アモーレ・カンターレ・マンジャーレ

自称イタリア人のオヤジが、好きなサッカーやらグルメやら、何でも不定期に気まぐれに書き綴るサイトです。

立川談志をあえて語る

2012-03-18 19:47:02 | 落語
立川談志が亡くなって、あちこちで大名人みたいな評価がされているが、立川談志の評価について批判承知で語ってみたい。

 小生が最初に談志を聞いたのは、今から三十数年前。当時は、志ん朝・円楽・柳朝なんかと四天王なんていわれていた。
 立ち居ぶるまいまで華麗な志ん朝、大柄で骨格のしっかりした円楽。江戸っ子の啖呵のキレは抜群の柳朝と比べると、芸としてはきれいではないが、テーマを切り取る才のキレを感じるのが談志だった。
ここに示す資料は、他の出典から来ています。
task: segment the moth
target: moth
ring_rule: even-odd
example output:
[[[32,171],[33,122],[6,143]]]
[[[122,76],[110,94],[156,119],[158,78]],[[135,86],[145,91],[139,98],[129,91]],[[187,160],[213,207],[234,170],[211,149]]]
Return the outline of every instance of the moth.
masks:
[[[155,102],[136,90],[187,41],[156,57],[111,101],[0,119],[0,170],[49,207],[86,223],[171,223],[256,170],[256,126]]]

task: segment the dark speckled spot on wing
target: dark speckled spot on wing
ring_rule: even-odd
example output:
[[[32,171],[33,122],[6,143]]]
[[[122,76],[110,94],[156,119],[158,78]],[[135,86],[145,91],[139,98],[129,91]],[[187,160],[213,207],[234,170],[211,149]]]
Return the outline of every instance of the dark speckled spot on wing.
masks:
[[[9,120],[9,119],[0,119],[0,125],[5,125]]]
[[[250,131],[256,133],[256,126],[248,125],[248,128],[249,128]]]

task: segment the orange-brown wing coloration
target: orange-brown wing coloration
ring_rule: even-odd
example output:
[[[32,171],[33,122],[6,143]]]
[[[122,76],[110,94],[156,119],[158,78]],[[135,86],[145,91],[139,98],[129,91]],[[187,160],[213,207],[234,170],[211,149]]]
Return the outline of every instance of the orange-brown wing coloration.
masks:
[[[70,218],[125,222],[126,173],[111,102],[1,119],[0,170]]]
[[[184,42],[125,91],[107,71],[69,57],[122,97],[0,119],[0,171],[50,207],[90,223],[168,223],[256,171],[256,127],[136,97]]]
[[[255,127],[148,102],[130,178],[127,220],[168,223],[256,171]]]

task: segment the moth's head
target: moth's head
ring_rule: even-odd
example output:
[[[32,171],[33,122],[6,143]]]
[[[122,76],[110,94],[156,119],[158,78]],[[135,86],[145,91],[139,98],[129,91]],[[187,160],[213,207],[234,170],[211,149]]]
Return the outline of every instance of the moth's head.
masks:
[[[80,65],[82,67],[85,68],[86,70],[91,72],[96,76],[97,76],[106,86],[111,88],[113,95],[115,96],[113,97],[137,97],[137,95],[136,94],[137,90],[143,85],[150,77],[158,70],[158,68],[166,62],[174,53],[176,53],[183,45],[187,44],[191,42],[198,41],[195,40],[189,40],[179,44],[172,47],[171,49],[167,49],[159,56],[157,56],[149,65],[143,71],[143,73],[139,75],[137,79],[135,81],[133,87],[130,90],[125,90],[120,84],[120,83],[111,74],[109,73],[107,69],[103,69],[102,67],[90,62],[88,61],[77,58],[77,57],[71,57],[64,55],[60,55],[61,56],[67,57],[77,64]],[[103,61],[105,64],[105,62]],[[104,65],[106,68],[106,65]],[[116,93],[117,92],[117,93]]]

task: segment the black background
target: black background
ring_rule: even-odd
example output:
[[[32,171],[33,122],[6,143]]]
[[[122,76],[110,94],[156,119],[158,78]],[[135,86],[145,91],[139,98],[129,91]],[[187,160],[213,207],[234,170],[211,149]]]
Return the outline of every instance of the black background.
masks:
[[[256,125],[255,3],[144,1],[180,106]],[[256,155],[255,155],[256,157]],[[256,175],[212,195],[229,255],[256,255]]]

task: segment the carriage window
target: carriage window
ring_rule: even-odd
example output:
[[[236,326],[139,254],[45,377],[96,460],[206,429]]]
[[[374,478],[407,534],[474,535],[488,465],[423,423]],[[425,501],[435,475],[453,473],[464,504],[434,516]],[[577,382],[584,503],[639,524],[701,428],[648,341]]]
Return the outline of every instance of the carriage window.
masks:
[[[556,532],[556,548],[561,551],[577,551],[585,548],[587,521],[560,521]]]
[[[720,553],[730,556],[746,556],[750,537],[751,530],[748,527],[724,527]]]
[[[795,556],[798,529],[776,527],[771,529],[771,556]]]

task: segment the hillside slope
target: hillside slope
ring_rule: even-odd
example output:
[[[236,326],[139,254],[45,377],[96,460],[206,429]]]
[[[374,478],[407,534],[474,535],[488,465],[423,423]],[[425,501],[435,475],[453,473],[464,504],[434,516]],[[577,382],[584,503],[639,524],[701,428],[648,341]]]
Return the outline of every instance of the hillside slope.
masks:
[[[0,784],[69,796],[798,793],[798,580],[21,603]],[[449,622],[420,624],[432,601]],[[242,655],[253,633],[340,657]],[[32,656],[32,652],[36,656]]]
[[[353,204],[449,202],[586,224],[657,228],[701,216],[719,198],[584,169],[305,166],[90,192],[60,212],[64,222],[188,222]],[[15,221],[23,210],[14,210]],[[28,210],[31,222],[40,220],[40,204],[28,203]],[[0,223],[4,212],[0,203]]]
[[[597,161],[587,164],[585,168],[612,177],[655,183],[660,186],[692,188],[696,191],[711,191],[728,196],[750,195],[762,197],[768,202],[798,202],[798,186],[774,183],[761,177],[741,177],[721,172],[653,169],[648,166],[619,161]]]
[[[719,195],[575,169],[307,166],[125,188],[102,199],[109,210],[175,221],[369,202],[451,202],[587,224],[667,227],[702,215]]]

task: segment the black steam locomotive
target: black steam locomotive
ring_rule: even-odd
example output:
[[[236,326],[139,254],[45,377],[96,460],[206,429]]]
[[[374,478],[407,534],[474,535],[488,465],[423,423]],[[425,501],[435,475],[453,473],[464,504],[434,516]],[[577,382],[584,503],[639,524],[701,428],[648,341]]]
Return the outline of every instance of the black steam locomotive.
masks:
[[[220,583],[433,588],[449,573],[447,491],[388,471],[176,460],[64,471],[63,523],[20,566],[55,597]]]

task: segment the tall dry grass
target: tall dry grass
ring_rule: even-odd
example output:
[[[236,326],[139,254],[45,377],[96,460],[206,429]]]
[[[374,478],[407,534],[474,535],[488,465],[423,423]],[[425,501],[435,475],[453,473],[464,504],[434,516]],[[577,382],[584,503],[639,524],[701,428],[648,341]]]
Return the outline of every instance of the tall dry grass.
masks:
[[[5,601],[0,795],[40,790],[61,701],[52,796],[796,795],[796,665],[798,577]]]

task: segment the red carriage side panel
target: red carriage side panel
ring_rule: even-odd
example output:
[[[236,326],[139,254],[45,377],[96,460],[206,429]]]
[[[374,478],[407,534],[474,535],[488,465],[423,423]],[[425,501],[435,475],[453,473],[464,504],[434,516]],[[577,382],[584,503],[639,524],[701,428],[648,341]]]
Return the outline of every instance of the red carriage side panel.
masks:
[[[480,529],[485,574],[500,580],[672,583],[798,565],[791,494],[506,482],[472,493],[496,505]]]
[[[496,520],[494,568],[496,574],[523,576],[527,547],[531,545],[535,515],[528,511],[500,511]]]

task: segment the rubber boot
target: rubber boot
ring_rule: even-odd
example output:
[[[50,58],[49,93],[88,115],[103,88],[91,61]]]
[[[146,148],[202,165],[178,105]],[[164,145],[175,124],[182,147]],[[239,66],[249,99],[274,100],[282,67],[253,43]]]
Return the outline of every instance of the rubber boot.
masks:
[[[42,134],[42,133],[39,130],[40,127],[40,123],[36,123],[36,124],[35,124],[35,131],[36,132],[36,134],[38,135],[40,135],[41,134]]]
 それぞれが違う個性で、このまんま・・・と思ったが、談志が落語協会を脱退して立川流を創設してから、流れが変わってきた。
 元々、談志というのは、落語論だとか評論家としては一流の冴えを見せるが、口演に関してはその冴えが? というふうに感じていた。

 その点、小生の畏敬する先輩師匠のブログの記事に詳しいが、小生たちだけでなく、山藤章二氏も同じように感じていたようだ。
 だが、そもそも噺家の評価は人それぞれ、自分がいいと思った噺家が好き・・・でいい。というところで、批判を覚悟で書くと、ここで立川流の功罪の議論になる。

 立川流は、基本的に談志のものさしがすべてであり、談志がダメ出ししたものは全く評価しない。どういうわけか、立川流の信奉者はそのものさしを絶対的に扱う。
 だから、談志がダメといった噺家は(実際に聞いていようといまいと)ダメとなる。逆にいいとなれば、なんでもOKになってしまう。

 もうひとつは、寄席の否定である。以前の談笑の独演会でも書いたが、寄席では絶対やってはいけないことを平気でやるのは、寄席で育っていないからだ。
 それがどうした・・・と言われるかも知れないが、立川流は基本的に独演会が中心で、当然ながら自分の追っかけが多くなる。

 このことは、噺家本人にとっても、お客さんにとっても幸福なことではない。厳しい客にもまれてこそ、噺家も大きくなる。
 以前紹介した落語会で、市馬・花緑・談笑が三人会をやったときのこと。記事には書かなかったが、談笑のファンらしきお客さんがボソッと言った一言が聞こえた。

 「なんかさあ、談笑っていいと思ってたけど、市馬とか花緑と比べるとよくないね」おそらく、そのお客さんは、立川流の会しか行ってなかったのでは・・・と。
 もちろん立川流の噺家を全否定するものではない。志らくとか志の輔などは、個人的にも好きだし、評価はされていないかも知れないが、談修なども嫌いではない。

 たくさんの噺家を、それも何年も時間をかけて聞く。この楽しみを小生は続けていきたい。